Hieromartyr
- Born: Syria Palaestina
- Died: ca. 311 AD Phaeno
- Venerated in: Oriental Orthodox Church Eastern Orthodox Church Roman Catholic Church
- Canonized: Pre-Congregation
- Feast: May 4

= Silvanus of Gaza (hieromartyr) =

Palestinian martyr of the Orthodox and Roman Catholic churches

Silvanus of Gaza, also Hieromartyr Silvanus of Gaza was bishop of Gaza and a martyr during the Great Persecution, together with 39 other Christians. He is venerated as a saint by the Roman Catholic and the Eastern Orthodox Church and his feast day is the 4 May and the 14 October, respectively.

==Biography==
Silvanus was most likely born and raised in Gaza. Little is known of his life, but he seems to have been a soldier during his young manhood before he became a priest. He then became known for his life of exemplary rectitude and piety and was therefore made presbyter of the Gazan church.

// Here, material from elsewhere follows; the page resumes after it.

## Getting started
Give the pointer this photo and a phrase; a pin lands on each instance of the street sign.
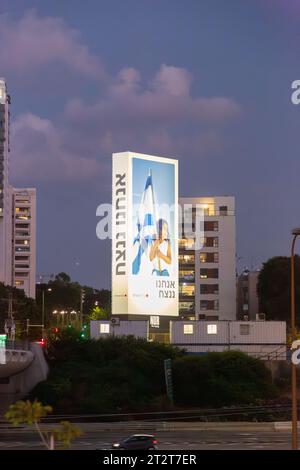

During the Diocletian Persecution he was condemned to work as a slave in the copper mines of Phaeno. By that time he was already old and soon weakened under the atrocious work in the mines, making him incapable of continue to work though he encouraged his fellow Christians to remain strong in their faith. When it was decided that those who were incapable of working in the mines were to be killed, Silvanus and 39 other Christians were martyred. Silvanus was beheaded and was known as hieromartyr as he had become bishop of Gaza.